I guess the xml parsing might need to deal with some details about the encoding, I am not exactly sure whether xml libraries support arbitrary encodings or only specific ones. Maybe you can specify more what your constraints are related to encoding, e.g. is the code required to use ISO-8859-1? If so changing it to utf-8 and back might be not worth it. Also keeping it in ISO-8859-1 might make the data more compact, because utf-8 has more (unused) possibilities.

msw · August 8, 2024, 7:01am

a year ago or so, it only took minor tweaks to adjust andrewrk’s XML parser to run at comptime… although it seems to me zig would be moving into a direction where you’d transform your XML into something firsthand usable as a build step.

dimdin · August 8, 2024, 8:24am

There is zig-xml by @nektro. The parser expects utf-8 encoded xml.
To convert iso-8859-1 to utf-8 you don’t need a mapping table because the encoding is byte by byte equivalent to unicode code points.

pierrelgol · August 8, 2024, 8:24am

Maybe you could use the fact that thee Zig build system can call programs during compilation steps, so the simpler might be to make a tiny program in C or Zig which purposes is to parse the XML file, and within the resources constrained environment have that program generate some artifact to be available for the compilation, and for the other target simply do a little execve to get the updated config ? And I agree with @Sze I think comptime won’t be very useful in this case

chung-leong · August 8, 2024, 7:34pm

Comptime is a bad fit for XML processing due to difficulties of working with comptime pointers. It’s essential though for the actual use case here, which is handling a diverse range of different hardware in a potential resource limited situation.

Bundling the zig compiler with the app and rigging up a sort of JIT compilation mechanism is how I would deal with this.

kj4tmp · August 11, 2024, 5:04am

I’m thinking as a first pass, I will create a CLI tool to translate the XML file into some sort of zig source file, could be part of a build but I think would generally be done once and then tracked in source control.

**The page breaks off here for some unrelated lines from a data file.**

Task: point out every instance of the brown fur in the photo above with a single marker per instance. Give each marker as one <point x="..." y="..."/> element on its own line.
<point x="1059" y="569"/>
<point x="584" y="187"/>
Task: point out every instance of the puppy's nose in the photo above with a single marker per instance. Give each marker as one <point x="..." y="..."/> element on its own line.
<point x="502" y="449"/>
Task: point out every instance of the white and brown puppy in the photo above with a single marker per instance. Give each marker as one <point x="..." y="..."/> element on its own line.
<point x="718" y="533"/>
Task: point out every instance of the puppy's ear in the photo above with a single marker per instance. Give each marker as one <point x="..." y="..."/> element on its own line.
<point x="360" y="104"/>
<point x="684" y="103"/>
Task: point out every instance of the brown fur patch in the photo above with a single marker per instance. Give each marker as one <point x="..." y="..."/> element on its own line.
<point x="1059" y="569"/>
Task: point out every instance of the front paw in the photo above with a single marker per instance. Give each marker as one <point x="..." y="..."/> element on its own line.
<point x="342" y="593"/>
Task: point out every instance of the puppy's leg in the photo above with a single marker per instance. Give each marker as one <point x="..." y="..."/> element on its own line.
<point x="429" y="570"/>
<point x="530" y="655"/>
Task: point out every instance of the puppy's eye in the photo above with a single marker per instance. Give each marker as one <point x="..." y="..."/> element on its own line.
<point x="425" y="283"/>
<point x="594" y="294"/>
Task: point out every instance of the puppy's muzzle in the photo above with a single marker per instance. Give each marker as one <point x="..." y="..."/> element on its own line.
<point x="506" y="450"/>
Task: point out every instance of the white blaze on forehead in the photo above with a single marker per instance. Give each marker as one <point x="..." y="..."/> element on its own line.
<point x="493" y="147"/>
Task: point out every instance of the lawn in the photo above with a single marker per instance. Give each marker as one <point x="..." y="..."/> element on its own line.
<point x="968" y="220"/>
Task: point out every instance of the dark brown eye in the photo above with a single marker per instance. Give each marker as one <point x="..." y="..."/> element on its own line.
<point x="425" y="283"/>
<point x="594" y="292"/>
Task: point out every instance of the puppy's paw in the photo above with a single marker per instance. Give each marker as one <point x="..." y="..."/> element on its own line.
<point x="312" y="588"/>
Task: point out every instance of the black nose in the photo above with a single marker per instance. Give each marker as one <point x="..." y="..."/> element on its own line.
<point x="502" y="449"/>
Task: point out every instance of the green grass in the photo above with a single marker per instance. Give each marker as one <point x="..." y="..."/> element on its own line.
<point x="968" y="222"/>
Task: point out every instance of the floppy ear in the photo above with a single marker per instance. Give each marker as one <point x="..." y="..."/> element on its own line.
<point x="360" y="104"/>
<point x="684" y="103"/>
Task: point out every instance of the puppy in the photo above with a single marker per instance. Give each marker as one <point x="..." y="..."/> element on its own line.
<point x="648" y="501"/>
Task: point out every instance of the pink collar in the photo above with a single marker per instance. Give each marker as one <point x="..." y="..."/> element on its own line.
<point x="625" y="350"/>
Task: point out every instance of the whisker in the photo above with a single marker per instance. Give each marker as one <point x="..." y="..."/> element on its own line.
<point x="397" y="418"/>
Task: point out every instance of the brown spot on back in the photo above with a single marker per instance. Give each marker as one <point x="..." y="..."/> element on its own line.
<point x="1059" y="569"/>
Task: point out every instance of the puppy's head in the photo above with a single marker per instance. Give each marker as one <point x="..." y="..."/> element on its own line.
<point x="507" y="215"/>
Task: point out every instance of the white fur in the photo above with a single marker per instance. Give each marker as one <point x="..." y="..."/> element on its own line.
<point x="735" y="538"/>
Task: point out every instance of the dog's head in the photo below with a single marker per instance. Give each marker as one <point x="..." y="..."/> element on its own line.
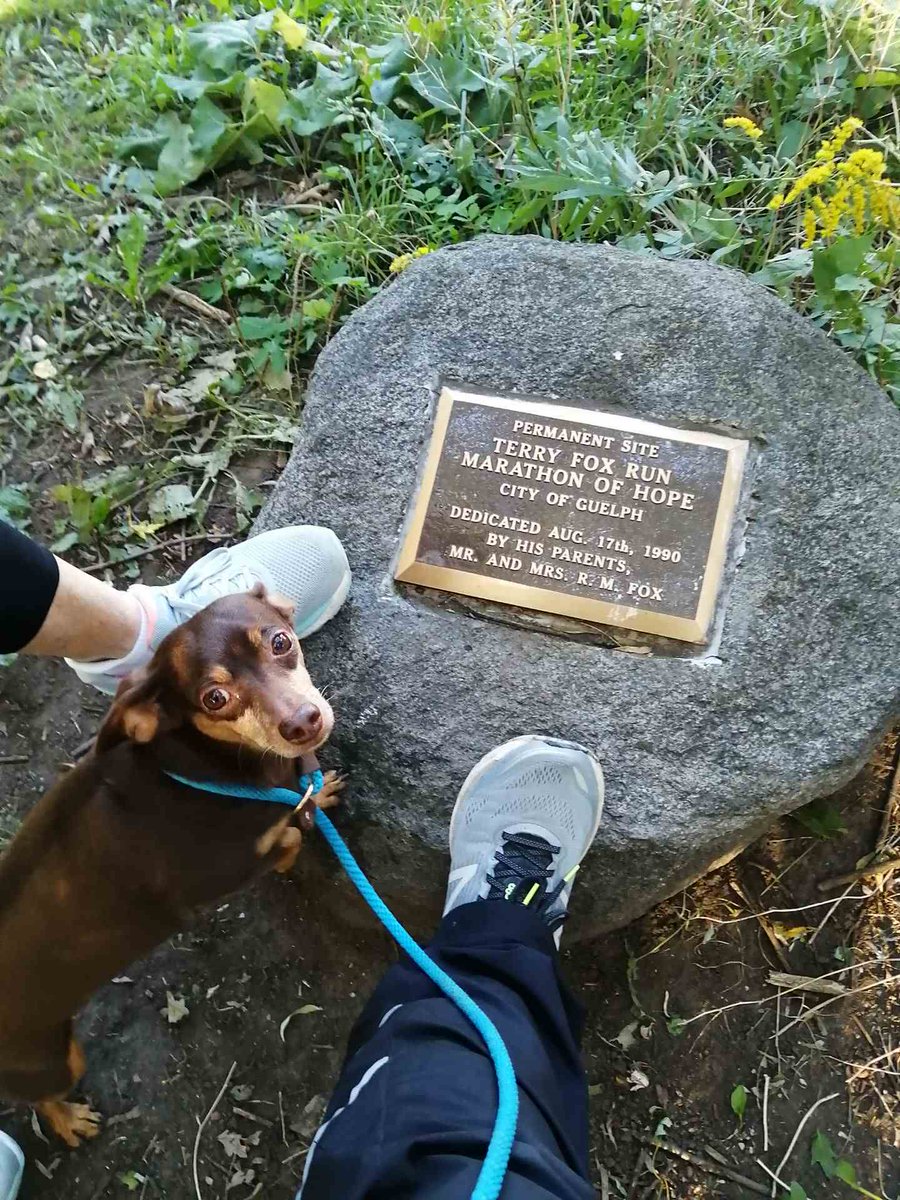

Sze · August 11, 2024, 1:46pm

Just convert it to some data that you can easily access by embedding it with @embedFile the link shows exactly how to do it: Zig Build System ⚡ Zig Programming Language

You change the word_select example to read the xml and generate data that can be easily read, that gets embedded via the addAnonymousImport and @embedFile. You can even write some struct definitions in some separate module and share that between the modified word_select example and your application to both create the data and later read it.

Translating the data to Zig source code is an unnecessary step, when you can use @embedFile instead.

mnemnion · August 11, 2024, 4:13pm

It’s often helpful to see some code doing this kind of thing, so I’ll also point you to zg, @dude_the_builder’s Unicode string library, specifically the codegen folder. What it does is quite similar to your application, just using Unicode chart data instead of XML.

Sze · August 11, 2024, 4:26pm

Just in case somebody didn’t see it on the linked page there is:

tools/word_select.zig (click to expand/collapse)

Clicking on that shows the application that does the transform, from input to output, which is then used with @embedFile.

The reason I find that more preferable, then manually executing it once and then adding it as source, is that the start step (the xml file) then still remains the source of truth and the derived steps can be more easily verified, also if the xml file ever changes the derived steps can be updated more automatically and straightforward, instead of having to manually update that thing that was generated and added to version control.

But having a version of the xml committed to some repository would probably be good just in case it ever isn’t reachable from its url or suddendly changes in an unexpected way.